Page MenuHomePhabricator

Should be possible to access references and notes for a given page via API
Closed, ResolvedPublic2 Story Points

Description

In mobile devices references and notes can account for 50% of the HTML of an article (see https://www.mediawiki.org/wiki/Reading/Web/Projects/A_frontend_powered_by_Parsoid/HTML_content_research#HTML_size_report), mobile intend to scrub references from the initial output and lazy load them (with suitable non-JS fallbacks).

Given an article's references are not needed straight away it should be possible to obtain them via an API separately from the rest of the content and render this functionality via JavaScript.

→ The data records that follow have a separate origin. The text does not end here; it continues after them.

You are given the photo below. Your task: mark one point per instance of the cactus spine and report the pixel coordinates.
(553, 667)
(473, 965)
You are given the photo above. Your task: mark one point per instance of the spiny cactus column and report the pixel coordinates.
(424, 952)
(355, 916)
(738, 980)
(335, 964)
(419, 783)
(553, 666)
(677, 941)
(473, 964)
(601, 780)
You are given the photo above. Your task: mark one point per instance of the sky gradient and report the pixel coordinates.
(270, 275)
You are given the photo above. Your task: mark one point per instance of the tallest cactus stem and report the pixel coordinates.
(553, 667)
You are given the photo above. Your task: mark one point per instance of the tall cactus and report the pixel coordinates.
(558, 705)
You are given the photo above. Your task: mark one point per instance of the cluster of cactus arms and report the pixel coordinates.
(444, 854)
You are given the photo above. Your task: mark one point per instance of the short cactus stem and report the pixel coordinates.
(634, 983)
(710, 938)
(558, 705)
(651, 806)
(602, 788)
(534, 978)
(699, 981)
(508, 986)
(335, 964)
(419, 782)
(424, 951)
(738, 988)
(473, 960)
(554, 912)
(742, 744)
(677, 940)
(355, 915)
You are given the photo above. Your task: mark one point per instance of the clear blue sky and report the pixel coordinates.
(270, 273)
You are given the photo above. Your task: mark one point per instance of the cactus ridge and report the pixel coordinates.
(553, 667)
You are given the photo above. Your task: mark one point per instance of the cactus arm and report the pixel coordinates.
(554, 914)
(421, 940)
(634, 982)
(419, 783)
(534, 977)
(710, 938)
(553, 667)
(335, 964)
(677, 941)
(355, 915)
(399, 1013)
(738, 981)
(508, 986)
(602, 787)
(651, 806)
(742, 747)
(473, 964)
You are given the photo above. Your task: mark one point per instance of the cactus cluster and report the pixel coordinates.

The references extension builds an intermediate representation (IR) while the page is being parsed. If the parser encounters a <references /> tag (or the parser finishes parsing the page and it didn't encounter a <references /> tag), then the IR is used to build the output HTML. However, the IR isn't stored anywhere.

Building an API to surface the IR would require additional storage. In the worse case scenario references account for around 50% of HTML but the IR is likely to be a lot smaller.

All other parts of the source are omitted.